Hello,
I have a time-series use case question…
I have a Reviews collection which contains 370k records. the reviews collection contains data such as:
companyid: 'company-a',
reviewedDate: new Date(...),
comment: 'etc',
score: 3
To demonstrate my issue, I have a simple aggregation that calculates an average of all Review rows.
#1 - Have 1 big time-series collection for all companies (370k records), and use timeField: reviewedDate
and metaField: companyid
. When I query this collection, the average is around 885ms.
#2 - Have a separate, regular collection for each company. When i query this collection with the same aggregation, the average is around 230ms.
Why am I confused: Given that I am providing a metaField as companyid
, I am expecting the time series collection to perform with the same performance as the individual company collections.
This is my aggregation query:
[
{
"$match": {
"companyid": "c8388ea5-a33b-4c54-b19d-557c062aa31e",
"reviewedDate": {
"$gt": "2024-08-21T04:00:00.000Z"
},
"status": "Reviewed",
"enabled": true
}
},
{
"$group": {
"_id": null,
"averageScore": {
"$avg": "$score"
},
"count": {
"$sum": 1
},
"reviewId": {
"$addToSet": "$id"
}
}
},
{
"$project": {
"_id": 0,
"dateRange": {
"start": "1724212800"
},
"score": {
"$round": [
{
"$multiply": [
"$averageScore",
10
]
}
]
},
"reviews": "$count"
}
}
]
Here are the results:
Okay, this is the end of the first question.

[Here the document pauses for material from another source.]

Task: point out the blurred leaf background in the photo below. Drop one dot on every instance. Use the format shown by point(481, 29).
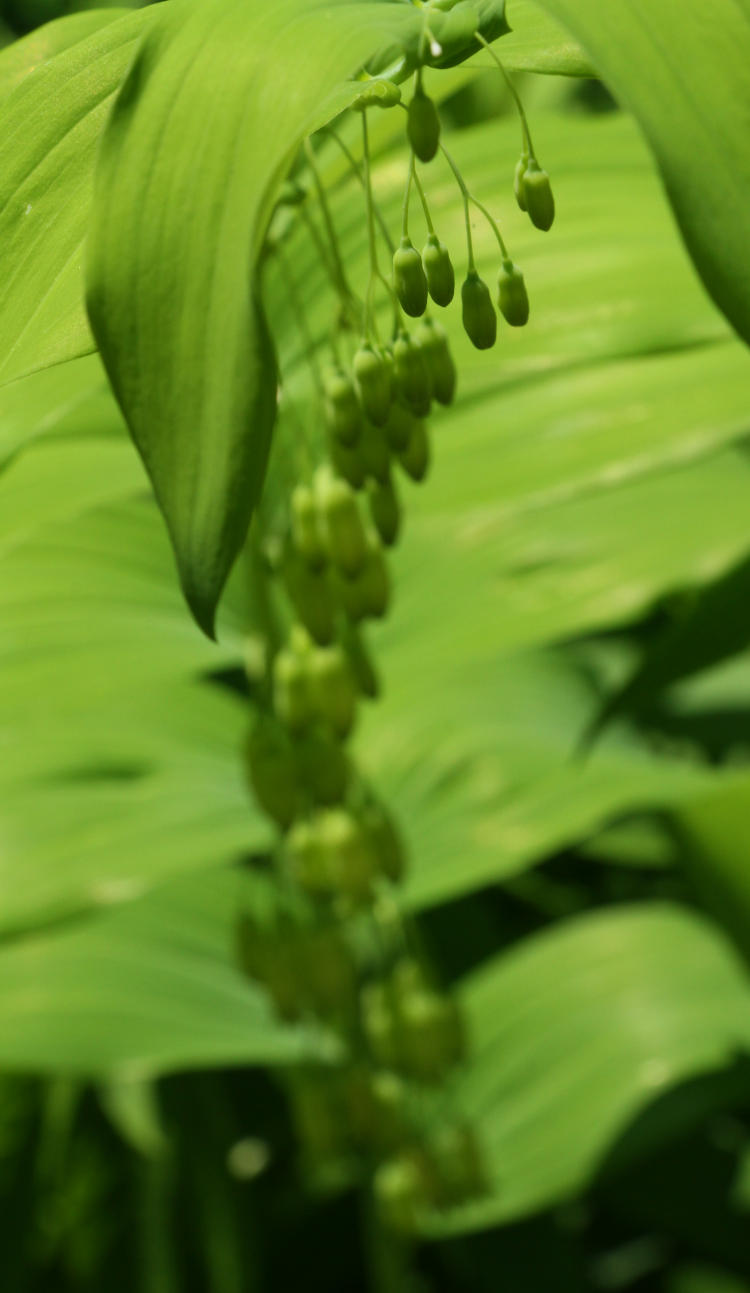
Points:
point(563, 738)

The second part… I tried to compare the performance of a single regular collection vs a single time-series collection:
Single regular collection with the same aggregation query came in at an average of 885ms.
Time-series collection with the same aggregation query came in at an average of 780ms.

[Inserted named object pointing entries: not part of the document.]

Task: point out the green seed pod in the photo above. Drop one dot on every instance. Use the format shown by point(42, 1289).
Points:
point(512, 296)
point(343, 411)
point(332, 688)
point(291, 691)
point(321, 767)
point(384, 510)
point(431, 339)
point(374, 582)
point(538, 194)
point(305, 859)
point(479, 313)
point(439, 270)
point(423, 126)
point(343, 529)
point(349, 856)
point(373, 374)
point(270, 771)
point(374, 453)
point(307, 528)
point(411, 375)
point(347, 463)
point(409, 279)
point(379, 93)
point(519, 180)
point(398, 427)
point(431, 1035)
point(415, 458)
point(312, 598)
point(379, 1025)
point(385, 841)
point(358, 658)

The performance difference between the two is dissappointing and I am wondering if I am doing something wrong?
Given these results, I am inclined to believe that it is better to separate collections per company, which makes it much more difficult to update and work with - I really thought that metaField would index these companies’ data in the background.
What have I done to see if I am doing something wrong:
- When I bulk insert the data into the time-series collection, I sort in ascending order
- The # of elements that are actually used come to 168 (out of 370k records), so 880ms seems high
- I am using the latest Mongo version (8 on the Mongo Cloud, and dependency 6.0 on my NodeJS application)
This is my time-series single collection configuration:
What do you recommend I try differently?
Thank you very much,
Mihai